El nexo con Grecia Quiroz: Lo más explosivo es que Samuel García no era un empleado cualquiera. Méndez declaró que García es “muy, muy cercano” a la esposa de Manzo, Grecia Quiroz, quien hoy ocupa la presidencia municipal.
García no es michoacano. Llegó a Uruapan recomendado por el diputado federal priísta Ildefonso Guajardo. Fue recibido personalmente por Grecia Quiroz, quien lo instaló en un hotel y gestionó su contratación en el Ayuntamiento con un sueldo de 35 mil pesos mensuales. Trabajó bajo las órdenes de Yesenia Méndez, pero fue despedido por su adicción a las drogas y por incumplir sus funciones.
Tras el magnicidio de Carlos Manzo, y ya con Grecia Quiroz como alcaldesa, Samuel García fue reincorporado al gobierno municipal, pero con un salario que casi se duplicó: 72 mil pesos mensuales. Este movimiento, según la declaración, despertó todas las sospechas dentro del propio Ayuntamiento.
Las declaraciones de Méndez lograron que la Fiscalía de Michoacán cite a declarar en calidad de testigo a Grecia Quiroz, para que explique su relación con Samuel García y los motivos de su reincorporación con un suelvo privilegiado, en medio de una investigación por homicidio doloso y posible vínculo con el crimen organizado.
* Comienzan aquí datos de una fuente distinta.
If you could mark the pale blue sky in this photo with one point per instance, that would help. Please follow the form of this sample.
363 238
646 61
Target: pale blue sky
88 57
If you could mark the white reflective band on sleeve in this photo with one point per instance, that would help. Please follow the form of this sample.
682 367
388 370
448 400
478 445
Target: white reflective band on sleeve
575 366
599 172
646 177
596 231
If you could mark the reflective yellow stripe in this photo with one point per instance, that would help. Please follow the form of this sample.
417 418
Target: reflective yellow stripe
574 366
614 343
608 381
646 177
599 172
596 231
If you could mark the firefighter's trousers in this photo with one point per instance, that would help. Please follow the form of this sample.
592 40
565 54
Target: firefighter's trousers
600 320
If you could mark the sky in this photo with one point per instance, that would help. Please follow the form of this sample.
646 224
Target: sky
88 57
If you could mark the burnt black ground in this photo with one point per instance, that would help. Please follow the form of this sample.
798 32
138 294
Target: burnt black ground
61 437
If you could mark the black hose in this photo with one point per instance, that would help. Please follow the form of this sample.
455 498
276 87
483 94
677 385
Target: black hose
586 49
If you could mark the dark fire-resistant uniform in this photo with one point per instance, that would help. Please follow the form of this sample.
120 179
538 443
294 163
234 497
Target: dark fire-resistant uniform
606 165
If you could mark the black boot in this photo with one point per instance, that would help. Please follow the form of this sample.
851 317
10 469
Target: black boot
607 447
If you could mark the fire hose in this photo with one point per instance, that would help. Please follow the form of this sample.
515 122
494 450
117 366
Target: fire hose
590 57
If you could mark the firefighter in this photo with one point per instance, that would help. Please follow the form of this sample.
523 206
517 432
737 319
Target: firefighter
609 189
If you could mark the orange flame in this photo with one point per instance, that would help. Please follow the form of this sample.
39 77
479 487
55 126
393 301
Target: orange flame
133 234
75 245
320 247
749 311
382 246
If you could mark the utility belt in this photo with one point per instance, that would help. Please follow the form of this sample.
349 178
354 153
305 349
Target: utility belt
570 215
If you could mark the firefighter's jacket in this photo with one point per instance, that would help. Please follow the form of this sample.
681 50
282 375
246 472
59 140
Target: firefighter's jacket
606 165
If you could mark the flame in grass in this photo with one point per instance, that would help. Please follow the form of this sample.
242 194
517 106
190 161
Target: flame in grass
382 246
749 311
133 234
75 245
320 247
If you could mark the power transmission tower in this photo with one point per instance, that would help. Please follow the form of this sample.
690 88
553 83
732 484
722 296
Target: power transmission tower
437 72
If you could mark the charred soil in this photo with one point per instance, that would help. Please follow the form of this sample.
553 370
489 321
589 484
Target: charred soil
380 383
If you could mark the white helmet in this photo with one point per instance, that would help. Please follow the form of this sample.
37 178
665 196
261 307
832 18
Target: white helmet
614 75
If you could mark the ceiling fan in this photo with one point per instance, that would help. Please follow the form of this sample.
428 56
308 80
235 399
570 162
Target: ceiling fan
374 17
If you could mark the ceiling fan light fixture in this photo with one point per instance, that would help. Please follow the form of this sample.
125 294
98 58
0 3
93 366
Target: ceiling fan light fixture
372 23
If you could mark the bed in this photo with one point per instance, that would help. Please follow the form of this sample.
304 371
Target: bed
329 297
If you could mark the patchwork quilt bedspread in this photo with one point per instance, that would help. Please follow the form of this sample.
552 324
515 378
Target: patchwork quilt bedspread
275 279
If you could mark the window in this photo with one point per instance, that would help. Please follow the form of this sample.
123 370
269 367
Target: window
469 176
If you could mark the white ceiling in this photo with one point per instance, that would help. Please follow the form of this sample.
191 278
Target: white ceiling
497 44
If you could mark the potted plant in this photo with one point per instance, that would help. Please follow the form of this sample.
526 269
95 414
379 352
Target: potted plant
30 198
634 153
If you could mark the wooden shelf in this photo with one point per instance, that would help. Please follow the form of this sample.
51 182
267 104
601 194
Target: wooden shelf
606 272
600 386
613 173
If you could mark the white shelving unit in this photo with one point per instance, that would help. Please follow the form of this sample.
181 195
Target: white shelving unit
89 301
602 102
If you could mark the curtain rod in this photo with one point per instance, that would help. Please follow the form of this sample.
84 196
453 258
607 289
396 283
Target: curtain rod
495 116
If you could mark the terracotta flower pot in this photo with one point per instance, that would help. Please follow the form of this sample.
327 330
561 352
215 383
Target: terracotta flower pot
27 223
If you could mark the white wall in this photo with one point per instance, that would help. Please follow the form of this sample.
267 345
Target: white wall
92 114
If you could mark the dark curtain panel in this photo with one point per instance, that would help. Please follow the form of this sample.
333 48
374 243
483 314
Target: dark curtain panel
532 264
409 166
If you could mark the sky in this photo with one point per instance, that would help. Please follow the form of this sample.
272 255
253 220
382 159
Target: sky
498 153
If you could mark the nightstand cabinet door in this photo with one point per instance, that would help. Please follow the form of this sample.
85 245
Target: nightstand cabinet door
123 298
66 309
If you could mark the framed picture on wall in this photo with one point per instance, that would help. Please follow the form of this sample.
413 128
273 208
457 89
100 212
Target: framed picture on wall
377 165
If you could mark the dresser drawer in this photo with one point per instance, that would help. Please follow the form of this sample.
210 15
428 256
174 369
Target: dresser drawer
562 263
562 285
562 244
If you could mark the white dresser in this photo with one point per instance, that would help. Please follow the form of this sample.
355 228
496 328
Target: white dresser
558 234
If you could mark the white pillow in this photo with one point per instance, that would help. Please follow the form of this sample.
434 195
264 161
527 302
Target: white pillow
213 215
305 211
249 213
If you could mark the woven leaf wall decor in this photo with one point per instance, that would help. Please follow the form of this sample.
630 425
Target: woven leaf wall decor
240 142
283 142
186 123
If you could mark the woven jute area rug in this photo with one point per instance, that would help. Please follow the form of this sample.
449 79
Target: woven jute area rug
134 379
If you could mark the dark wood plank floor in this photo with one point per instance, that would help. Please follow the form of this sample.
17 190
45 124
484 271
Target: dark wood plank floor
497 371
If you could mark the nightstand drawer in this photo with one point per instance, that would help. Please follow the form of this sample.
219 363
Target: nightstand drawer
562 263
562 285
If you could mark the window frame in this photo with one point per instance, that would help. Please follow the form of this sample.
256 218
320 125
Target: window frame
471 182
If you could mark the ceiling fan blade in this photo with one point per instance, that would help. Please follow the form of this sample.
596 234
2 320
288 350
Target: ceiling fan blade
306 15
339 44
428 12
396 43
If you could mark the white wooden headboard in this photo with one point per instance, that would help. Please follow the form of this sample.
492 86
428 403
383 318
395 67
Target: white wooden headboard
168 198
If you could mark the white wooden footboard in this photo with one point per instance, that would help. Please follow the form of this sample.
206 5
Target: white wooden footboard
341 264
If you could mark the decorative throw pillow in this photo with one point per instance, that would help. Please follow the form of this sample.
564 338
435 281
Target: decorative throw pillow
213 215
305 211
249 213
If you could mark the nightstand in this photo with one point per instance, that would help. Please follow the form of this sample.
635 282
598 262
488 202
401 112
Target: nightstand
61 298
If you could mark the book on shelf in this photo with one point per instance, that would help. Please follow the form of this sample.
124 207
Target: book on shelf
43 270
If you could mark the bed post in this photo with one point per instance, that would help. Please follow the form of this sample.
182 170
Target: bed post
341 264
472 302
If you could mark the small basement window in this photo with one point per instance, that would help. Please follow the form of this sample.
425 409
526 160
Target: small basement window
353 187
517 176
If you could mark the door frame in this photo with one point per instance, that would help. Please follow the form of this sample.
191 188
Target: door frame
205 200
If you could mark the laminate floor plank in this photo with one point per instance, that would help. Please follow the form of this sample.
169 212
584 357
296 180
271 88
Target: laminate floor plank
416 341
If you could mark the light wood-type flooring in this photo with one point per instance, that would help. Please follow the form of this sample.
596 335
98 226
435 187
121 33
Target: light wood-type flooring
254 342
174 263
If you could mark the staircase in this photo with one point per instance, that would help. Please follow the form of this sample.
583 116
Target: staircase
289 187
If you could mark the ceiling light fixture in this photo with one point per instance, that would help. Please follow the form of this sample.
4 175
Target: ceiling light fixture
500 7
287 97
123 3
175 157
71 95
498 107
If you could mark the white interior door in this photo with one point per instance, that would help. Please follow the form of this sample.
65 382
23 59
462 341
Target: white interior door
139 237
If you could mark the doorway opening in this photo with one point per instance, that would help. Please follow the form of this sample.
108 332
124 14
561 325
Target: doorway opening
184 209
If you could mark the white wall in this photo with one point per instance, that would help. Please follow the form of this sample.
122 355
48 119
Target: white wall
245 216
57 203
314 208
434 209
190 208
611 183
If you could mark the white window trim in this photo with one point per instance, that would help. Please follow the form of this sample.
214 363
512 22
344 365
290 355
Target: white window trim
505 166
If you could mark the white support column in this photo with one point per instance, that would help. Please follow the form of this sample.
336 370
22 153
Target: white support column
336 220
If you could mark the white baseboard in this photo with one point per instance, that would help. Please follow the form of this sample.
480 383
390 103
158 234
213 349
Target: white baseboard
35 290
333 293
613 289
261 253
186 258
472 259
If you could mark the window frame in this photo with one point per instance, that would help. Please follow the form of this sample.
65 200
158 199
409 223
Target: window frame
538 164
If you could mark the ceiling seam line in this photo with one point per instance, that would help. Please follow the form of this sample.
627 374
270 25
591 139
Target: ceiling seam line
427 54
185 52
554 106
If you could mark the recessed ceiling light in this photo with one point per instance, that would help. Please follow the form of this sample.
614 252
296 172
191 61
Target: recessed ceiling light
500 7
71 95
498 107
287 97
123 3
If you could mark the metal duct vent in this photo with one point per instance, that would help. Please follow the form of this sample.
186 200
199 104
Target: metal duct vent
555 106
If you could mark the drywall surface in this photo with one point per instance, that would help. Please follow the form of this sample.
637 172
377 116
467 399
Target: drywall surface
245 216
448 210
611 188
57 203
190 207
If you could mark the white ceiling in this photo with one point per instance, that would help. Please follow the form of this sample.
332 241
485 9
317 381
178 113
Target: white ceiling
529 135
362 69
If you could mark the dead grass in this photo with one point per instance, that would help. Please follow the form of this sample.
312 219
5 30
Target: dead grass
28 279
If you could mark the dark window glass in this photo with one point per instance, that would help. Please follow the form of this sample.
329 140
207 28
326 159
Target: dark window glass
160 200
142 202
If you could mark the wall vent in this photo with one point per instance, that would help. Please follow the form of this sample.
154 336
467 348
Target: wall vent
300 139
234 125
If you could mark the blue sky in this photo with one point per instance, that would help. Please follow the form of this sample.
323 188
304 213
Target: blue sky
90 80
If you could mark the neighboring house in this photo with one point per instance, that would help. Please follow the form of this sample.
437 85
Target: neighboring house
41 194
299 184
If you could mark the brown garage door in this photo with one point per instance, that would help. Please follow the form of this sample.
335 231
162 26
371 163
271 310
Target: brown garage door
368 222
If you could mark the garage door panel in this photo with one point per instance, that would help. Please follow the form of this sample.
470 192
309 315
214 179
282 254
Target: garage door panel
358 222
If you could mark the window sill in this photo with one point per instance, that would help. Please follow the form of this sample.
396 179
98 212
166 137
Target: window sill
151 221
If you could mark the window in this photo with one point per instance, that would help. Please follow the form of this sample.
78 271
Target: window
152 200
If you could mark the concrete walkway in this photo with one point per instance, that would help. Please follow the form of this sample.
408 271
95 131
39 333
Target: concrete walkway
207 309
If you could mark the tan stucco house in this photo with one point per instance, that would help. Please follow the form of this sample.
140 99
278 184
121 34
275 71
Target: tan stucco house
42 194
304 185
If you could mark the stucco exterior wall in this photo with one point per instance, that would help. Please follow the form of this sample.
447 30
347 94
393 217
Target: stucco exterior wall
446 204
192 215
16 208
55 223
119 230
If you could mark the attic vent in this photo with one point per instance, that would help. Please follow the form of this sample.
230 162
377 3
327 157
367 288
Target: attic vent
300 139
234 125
Lo que era un crimen de alto perfil ahora se convierte en un escándalo de complicidades políticas, nexos con el narco y un presunto encubrimiento desde el propio palacio municipal. La pregunta que queda en el aire es: ¿hasta dónde sabía Grecia Quiroz de los vínculos de su protegido con el CJNG? La Fiscalía tiene la palabra, y la ciudadanía, los ojos puestos en Uruapan.